Namun, pernikahanya tidak berlangsung lama. Belum genap satu tahun suami sirinya menghilang entah kemana. Padahal saat belum menghilang suaminya selalu datang seminggu sekali ke rumah untuk menemui dan memberi uang belanja.
’’Lumayan dari pernikahan itu saya bisa pasang keramik rumah ibu, karena awalnya baik sama saya dan keluarga,” ujarnya lirih sambil menyisir rambutnya.
Setelah kedua suaminya meninggalkan NS, dia lalu memilih melayani tamu yang datang ke rumah atau melayani tamu yang memanggilnya ke luar rumah.
Dia memasang tarif Rp 300 ribu untuk sekali ‘main’, dan Rp 1 juta apabila ingin bermalam bersamanya. Harga itu bersih tanpa harus membayar sewa kamar dan tukang parkir. Bahkan, jika beruntung pria hidung belang akan mendapatkan makan gratis apabila datang saat jam makan tiba.
Namun, NS akan memasang tarif tinggi apabila dia diajak ke luar Dusun Cinta. Yakni, Rp 500 ribu untuk 90 menit, dan Rp 1,5 juta untuk bermalam bersama dengan NS.
Tarif NS akan berubah saat ada orang yang akan menikahinya secara siri. NS meminta mahar untuk siapa saja pria yang akan menjadi suami sirinya senilai Rp 10 juta, dan uang Rp 5 juta setiap bulannya untuk makan dia bersama keluarganya.

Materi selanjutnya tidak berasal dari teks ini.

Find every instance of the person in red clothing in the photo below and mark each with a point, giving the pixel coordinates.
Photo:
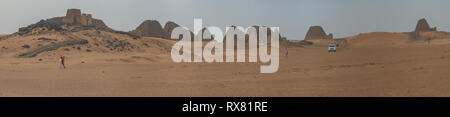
(61, 62)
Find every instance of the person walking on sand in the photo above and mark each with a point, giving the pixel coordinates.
(61, 62)
(286, 52)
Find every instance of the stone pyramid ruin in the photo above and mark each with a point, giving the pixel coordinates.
(422, 26)
(150, 28)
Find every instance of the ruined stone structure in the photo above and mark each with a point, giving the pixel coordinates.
(317, 32)
(422, 26)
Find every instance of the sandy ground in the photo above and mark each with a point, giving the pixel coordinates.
(406, 69)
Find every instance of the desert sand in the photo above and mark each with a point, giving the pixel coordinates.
(381, 64)
(103, 62)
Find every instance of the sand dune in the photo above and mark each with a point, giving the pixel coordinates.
(104, 62)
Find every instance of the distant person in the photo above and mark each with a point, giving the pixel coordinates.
(61, 62)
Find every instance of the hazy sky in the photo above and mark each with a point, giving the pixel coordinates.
(340, 17)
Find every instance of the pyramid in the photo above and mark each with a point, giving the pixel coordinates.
(317, 32)
(168, 28)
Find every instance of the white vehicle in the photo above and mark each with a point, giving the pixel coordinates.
(331, 48)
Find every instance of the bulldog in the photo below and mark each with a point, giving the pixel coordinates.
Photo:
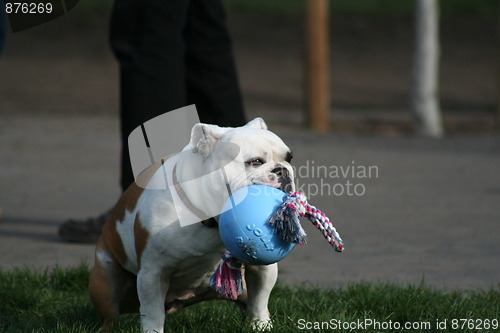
(146, 260)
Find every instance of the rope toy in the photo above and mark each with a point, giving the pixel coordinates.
(227, 278)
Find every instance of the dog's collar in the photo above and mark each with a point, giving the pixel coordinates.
(207, 221)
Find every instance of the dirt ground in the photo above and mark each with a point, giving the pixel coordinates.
(66, 66)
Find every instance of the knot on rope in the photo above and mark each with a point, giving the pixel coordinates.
(286, 220)
(227, 278)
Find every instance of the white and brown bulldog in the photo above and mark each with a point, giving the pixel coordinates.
(147, 261)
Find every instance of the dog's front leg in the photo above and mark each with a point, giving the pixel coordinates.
(151, 288)
(260, 281)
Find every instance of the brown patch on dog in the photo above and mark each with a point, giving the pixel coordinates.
(100, 286)
(141, 238)
(113, 241)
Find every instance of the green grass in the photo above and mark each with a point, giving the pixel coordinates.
(56, 301)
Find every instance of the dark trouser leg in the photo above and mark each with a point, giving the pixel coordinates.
(212, 82)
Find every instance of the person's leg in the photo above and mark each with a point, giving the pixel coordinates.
(3, 25)
(211, 78)
(147, 40)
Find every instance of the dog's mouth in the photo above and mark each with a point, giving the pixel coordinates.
(278, 178)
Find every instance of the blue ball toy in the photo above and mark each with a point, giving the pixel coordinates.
(245, 229)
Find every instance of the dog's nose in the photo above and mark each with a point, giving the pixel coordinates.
(284, 179)
(281, 172)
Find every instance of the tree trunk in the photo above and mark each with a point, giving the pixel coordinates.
(317, 66)
(424, 99)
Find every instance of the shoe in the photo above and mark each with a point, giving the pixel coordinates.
(83, 231)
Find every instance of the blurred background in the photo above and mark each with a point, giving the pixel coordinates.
(371, 54)
(432, 213)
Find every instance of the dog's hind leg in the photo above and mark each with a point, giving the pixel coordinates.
(260, 281)
(112, 289)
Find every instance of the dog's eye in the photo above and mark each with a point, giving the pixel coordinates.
(255, 162)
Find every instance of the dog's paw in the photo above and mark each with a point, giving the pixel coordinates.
(259, 325)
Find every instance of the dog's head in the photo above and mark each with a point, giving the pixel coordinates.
(250, 154)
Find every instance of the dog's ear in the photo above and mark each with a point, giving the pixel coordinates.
(204, 137)
(257, 123)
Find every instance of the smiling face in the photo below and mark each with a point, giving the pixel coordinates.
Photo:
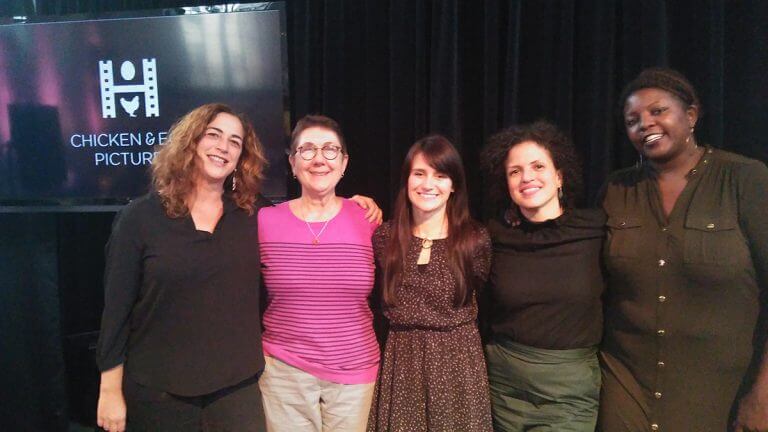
(318, 176)
(218, 150)
(428, 189)
(533, 181)
(659, 124)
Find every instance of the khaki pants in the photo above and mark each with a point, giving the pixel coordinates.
(295, 401)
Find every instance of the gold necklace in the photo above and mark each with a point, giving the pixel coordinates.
(315, 237)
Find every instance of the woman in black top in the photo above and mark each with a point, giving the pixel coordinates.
(545, 285)
(180, 345)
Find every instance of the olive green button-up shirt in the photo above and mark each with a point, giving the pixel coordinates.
(683, 294)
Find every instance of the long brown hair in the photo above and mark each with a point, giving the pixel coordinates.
(174, 167)
(462, 239)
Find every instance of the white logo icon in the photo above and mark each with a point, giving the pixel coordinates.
(129, 105)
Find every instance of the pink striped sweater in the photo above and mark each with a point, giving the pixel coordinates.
(318, 318)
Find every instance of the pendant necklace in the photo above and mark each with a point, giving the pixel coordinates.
(315, 237)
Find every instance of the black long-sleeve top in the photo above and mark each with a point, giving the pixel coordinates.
(546, 281)
(181, 306)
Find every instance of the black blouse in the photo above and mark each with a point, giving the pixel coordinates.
(546, 281)
(181, 306)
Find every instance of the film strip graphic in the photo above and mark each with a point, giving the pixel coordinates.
(148, 88)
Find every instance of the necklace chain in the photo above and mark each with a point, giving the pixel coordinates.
(426, 242)
(315, 237)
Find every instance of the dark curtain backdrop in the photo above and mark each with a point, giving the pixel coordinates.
(390, 72)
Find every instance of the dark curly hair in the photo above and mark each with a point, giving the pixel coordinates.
(547, 135)
(666, 79)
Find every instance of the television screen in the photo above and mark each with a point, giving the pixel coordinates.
(85, 103)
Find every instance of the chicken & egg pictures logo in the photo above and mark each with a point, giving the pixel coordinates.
(126, 95)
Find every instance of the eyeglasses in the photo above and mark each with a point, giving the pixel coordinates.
(328, 152)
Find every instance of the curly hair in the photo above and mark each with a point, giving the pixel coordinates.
(555, 142)
(174, 166)
(666, 79)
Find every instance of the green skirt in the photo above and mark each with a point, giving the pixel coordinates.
(534, 389)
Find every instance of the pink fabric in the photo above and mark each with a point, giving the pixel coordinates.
(318, 318)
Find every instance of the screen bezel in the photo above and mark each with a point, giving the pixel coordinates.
(89, 205)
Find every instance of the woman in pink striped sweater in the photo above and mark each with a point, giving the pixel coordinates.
(321, 353)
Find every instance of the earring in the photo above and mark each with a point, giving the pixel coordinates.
(688, 140)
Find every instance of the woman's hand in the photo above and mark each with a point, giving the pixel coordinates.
(111, 410)
(373, 212)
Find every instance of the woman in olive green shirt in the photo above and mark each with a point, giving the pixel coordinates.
(687, 261)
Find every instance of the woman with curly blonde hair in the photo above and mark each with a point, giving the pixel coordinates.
(180, 344)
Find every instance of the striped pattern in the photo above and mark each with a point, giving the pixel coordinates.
(318, 318)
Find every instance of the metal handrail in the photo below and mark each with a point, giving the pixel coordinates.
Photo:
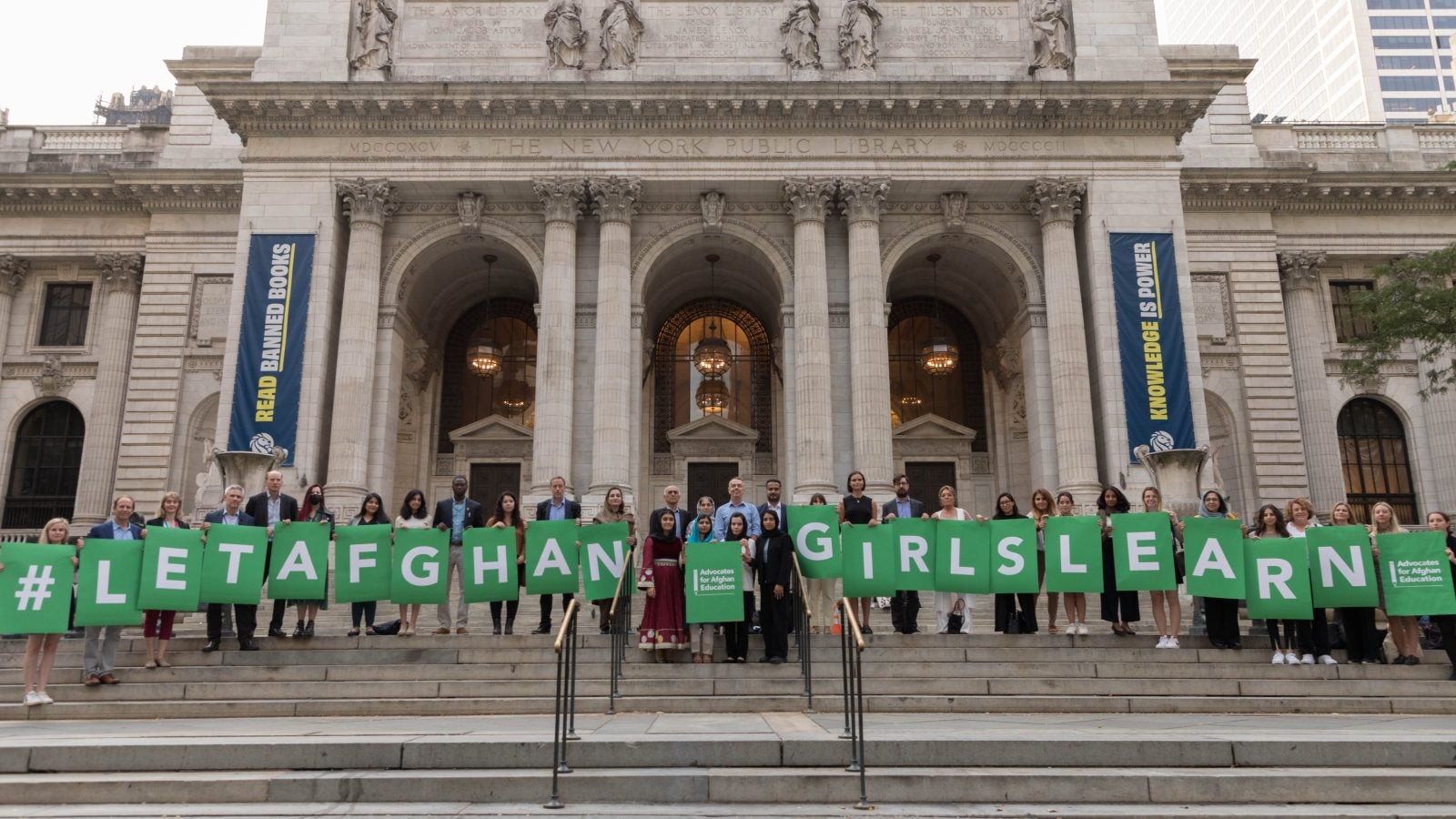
(564, 727)
(803, 617)
(619, 618)
(852, 644)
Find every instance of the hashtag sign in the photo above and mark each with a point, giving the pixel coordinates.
(35, 588)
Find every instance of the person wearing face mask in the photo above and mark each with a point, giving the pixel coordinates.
(1220, 614)
(775, 566)
(268, 509)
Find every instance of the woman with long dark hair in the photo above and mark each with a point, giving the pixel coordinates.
(1269, 523)
(509, 516)
(412, 515)
(1118, 608)
(371, 513)
(1006, 603)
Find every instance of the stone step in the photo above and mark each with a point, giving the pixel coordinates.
(1161, 785)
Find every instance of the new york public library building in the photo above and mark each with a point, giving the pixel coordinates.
(638, 242)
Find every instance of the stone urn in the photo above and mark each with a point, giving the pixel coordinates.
(1178, 475)
(248, 470)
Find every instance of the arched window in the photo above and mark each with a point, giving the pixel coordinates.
(47, 462)
(957, 397)
(1378, 468)
(511, 394)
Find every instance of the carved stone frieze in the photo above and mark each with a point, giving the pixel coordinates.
(863, 198)
(808, 198)
(561, 198)
(615, 198)
(121, 271)
(12, 273)
(1056, 200)
(368, 200)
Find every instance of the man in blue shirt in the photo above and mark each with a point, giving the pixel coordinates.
(99, 659)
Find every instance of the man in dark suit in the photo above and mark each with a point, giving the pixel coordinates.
(672, 496)
(268, 509)
(906, 603)
(557, 508)
(455, 515)
(99, 659)
(245, 615)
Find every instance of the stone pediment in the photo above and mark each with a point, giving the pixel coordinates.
(491, 429)
(934, 428)
(711, 429)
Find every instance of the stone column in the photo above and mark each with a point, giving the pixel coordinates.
(1057, 203)
(613, 203)
(868, 336)
(808, 201)
(557, 332)
(368, 203)
(121, 283)
(1305, 315)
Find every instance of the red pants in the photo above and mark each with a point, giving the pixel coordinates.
(155, 622)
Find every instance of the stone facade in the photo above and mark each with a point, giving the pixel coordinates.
(602, 191)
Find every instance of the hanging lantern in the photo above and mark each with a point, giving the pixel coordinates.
(482, 356)
(713, 397)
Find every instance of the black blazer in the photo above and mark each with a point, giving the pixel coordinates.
(258, 508)
(572, 509)
(216, 516)
(473, 513)
(916, 509)
(684, 522)
(157, 522)
(774, 559)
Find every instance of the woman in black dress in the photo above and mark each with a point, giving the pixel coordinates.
(858, 508)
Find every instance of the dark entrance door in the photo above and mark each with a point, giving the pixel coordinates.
(490, 480)
(708, 480)
(926, 480)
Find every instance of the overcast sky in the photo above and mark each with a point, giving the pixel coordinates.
(60, 55)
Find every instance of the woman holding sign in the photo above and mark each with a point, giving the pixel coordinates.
(40, 649)
(1118, 608)
(666, 611)
(412, 515)
(1077, 602)
(1167, 610)
(157, 625)
(950, 603)
(1404, 630)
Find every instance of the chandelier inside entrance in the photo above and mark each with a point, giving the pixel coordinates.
(938, 356)
(482, 356)
(713, 358)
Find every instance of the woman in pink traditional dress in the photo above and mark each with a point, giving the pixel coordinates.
(664, 615)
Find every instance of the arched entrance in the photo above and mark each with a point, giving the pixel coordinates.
(1375, 460)
(46, 465)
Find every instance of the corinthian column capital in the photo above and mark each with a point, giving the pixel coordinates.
(1300, 271)
(561, 197)
(368, 200)
(121, 271)
(863, 198)
(808, 198)
(12, 273)
(615, 198)
(1056, 200)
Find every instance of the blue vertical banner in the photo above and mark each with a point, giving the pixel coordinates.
(1150, 336)
(269, 344)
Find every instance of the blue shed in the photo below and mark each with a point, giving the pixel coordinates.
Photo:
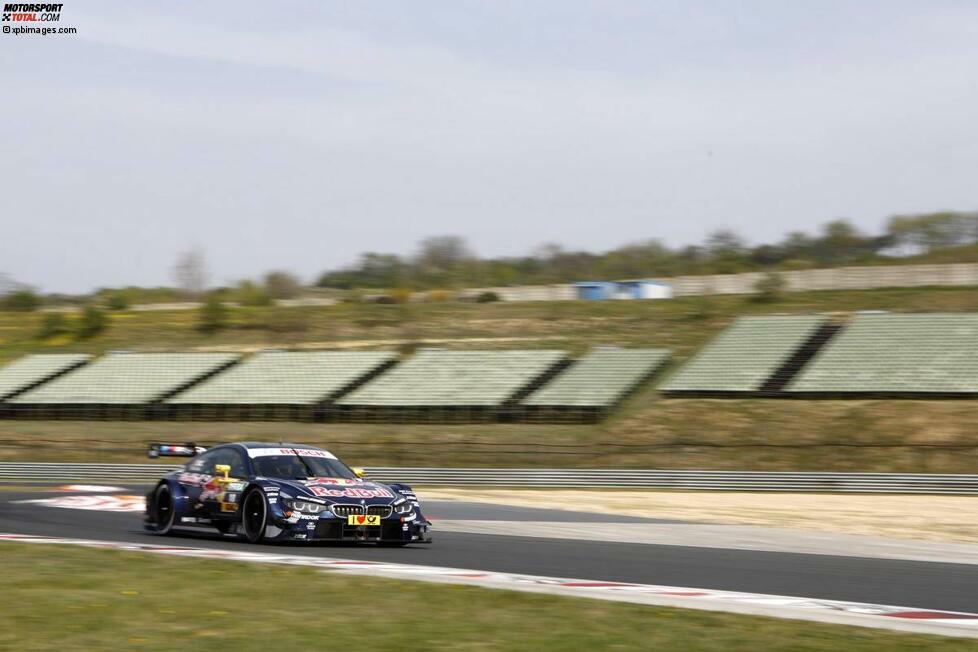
(595, 290)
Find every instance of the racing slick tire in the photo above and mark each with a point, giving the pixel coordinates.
(164, 509)
(254, 515)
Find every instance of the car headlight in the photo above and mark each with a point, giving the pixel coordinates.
(303, 506)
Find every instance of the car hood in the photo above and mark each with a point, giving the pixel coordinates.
(339, 491)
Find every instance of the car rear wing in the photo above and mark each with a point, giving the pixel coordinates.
(166, 449)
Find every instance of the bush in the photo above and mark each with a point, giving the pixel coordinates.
(401, 295)
(21, 300)
(53, 324)
(117, 301)
(212, 316)
(252, 294)
(487, 297)
(282, 285)
(770, 288)
(93, 322)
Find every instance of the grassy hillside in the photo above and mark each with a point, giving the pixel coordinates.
(82, 599)
(678, 324)
(881, 435)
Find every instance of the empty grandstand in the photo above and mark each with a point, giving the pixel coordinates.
(279, 385)
(897, 355)
(753, 355)
(436, 385)
(119, 385)
(32, 370)
(594, 384)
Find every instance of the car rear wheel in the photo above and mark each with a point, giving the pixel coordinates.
(165, 512)
(254, 515)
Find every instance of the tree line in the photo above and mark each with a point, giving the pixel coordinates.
(448, 261)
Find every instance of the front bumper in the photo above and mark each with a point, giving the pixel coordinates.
(329, 528)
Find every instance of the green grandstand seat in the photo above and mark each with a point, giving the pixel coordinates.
(599, 379)
(897, 353)
(32, 370)
(286, 378)
(126, 379)
(455, 378)
(745, 355)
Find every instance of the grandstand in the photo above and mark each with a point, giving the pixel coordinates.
(279, 385)
(593, 385)
(755, 355)
(32, 370)
(441, 385)
(897, 355)
(119, 385)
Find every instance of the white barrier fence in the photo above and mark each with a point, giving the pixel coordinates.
(555, 478)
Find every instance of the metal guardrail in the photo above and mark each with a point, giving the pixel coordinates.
(554, 478)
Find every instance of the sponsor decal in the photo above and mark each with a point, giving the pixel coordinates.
(313, 482)
(195, 479)
(363, 519)
(352, 492)
(304, 452)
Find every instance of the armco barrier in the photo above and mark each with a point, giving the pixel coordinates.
(554, 478)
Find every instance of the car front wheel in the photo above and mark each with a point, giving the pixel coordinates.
(254, 515)
(164, 512)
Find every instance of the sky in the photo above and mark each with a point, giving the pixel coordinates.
(296, 135)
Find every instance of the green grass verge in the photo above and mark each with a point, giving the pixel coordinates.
(63, 598)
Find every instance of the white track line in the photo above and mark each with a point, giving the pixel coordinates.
(829, 611)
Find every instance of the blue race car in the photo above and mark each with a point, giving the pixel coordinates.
(281, 492)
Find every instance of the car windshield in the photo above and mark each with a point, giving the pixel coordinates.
(291, 466)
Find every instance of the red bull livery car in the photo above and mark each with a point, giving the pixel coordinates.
(281, 492)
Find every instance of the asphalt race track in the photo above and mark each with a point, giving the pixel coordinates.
(924, 585)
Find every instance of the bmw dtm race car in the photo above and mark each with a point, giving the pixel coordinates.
(281, 492)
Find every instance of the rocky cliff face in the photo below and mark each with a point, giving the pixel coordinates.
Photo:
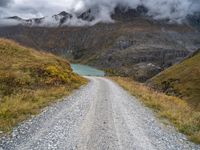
(136, 46)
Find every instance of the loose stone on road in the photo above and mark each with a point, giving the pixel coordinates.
(99, 116)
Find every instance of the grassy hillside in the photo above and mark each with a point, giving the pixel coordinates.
(177, 111)
(29, 81)
(182, 80)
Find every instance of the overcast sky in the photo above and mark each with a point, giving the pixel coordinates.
(40, 8)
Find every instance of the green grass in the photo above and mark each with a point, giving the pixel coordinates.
(29, 81)
(182, 80)
(185, 118)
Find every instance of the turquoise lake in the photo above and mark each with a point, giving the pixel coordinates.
(85, 70)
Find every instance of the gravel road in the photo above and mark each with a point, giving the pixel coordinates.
(99, 116)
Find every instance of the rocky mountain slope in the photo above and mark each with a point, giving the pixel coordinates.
(134, 45)
(29, 81)
(181, 80)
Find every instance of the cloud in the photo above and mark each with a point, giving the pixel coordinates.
(4, 3)
(175, 10)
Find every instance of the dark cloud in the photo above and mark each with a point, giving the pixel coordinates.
(175, 10)
(4, 3)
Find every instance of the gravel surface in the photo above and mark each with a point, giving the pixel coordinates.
(99, 116)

Petugas dan Perangkat Desa Tidak Peduli
Banyak praktik prostitusi di Dusun Cinta ternyata tidak lepas dari pembiaran aparat desa dan polisi setempat. Pihak Desa enggan memberi komentar dengan banyaknya perempuan yang dijadikan istri siri oleh pejabat dan pengusaha asal Bandung dan Jakarta. ’
’Saya tidak mau berkomentar masalah itu,” ujar salah satu perangkat Desa Blimbing yang enggan menyebutkan namanya.
Tidak hanya perangkat desa, petugas keamananpun enggan berkomentar. Mereka berasalan itu bukan wewenang mereka untuk berkomentar.
’’Saya takut salah kalau ngomong. Silakan mas tanya ke polres saja,” ujar salah seorang anggota Polsek Pegaden Barat.
Dari informasi yang dihimpun, Dusun Cinta dihuni oleh 500 warga. Kebanyakan warga setempat bekerja sebagai petani dan perantau.
Kondisi Dusun Cinta sama seperti daerah di Subang lainya. Hamparan padi hijau di sawah yang berada di pinggir jalan masuk, menjadi tanda kesuburan warga sekaligus mencirikan desa tersebut sebagai salah satu penghasil padi.